In a relief to individual taxpayers, the finance minister on Monday announced a tax relief of Rs 60,000 on house rent, up from the existing deduction of Rs 24,000. This tax deduction has been provided under section 80 GG of the Income Tax Act.
“I propose to increase the limit of deduction of rent paid under 80 GG from Rs 24,000 per annum to Rs 60,000 to provide relief to those who live in rented houses,” Arun Jaitley said while presenting the Budget for 2016-17.
This impacts those who are not salaried employees, or do not receive house rent allowance (HRA) as part of their salary, which means this relief is aimed at a very small group of taxpayers in India. And only 4% of India’s billion population pay taxes. Thus, consultants or self employed people such as teachers who give coaching classes, adhoc employees would be affected by this proposed change.

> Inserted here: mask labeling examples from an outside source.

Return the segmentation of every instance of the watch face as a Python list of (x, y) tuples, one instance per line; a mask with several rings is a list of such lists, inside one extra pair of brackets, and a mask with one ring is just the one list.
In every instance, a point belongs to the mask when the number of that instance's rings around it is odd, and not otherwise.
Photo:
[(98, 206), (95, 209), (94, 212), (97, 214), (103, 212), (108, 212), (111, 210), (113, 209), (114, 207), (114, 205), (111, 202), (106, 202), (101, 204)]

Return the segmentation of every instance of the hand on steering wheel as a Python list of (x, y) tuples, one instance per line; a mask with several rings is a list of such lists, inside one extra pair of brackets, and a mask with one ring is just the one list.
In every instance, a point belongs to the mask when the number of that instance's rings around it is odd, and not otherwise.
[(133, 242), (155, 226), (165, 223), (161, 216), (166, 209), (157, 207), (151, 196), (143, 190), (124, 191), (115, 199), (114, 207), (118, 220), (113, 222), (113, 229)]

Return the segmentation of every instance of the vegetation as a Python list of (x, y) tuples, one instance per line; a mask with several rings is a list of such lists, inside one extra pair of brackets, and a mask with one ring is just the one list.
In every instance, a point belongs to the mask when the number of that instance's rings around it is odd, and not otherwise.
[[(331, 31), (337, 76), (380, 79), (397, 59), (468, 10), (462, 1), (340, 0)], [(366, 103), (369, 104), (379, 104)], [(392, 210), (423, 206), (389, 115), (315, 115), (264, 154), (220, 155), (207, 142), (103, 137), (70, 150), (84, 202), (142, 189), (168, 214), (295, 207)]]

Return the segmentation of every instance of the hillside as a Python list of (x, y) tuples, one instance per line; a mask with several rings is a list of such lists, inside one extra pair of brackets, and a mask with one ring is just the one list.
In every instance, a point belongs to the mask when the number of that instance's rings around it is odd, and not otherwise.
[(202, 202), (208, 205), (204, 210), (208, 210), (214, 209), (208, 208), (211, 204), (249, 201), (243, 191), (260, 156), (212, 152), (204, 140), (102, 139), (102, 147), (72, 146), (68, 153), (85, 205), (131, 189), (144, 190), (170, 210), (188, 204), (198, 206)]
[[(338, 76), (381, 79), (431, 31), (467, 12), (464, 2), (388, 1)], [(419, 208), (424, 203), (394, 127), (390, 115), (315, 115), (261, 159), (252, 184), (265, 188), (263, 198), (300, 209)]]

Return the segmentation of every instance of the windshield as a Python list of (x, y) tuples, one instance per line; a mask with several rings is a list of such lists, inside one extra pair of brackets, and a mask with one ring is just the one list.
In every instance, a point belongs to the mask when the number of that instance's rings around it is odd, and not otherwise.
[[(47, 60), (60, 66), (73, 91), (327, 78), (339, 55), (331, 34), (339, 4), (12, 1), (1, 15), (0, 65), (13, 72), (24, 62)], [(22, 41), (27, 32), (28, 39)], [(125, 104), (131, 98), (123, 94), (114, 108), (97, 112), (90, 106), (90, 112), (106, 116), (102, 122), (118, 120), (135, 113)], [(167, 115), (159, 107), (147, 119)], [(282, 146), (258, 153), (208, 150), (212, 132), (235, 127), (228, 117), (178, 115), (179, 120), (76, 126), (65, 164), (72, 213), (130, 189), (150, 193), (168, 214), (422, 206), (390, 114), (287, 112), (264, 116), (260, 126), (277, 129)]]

Most salaried taxpayers book relief for HRA under section 10(13A) of the Income Tax Act, rent allowance is generally a part of one’s salary. Also, Rs 60,000 annually would translate to a monthly rent of just Rs 5,000 — a deduction that is unlikely to bring cheer even to small taxpayers.
However, this tax deduction comes with its own set of conditions.
“It’s a benefit that is applicable only on fulfilling certain provisions: rent paid over 10% of total income, 25% of total income and Rs 60,000, whichever is the lowest is the effective tax deduction” explains Vineet Agarwal, partner tax at KPMG.
The move say real estate analysts will boost home rents.
“Rental housing has been provided an impetus with an increase in the HRA deductions. Those not receiving any HRA can now avail a standard deduction of Rs 24,000; while for those availing it, the limit has been raised to Rs 60,000 per annum for rented accommodation,” CBRE South Asia chairman and managing director Anshuman Magazine said.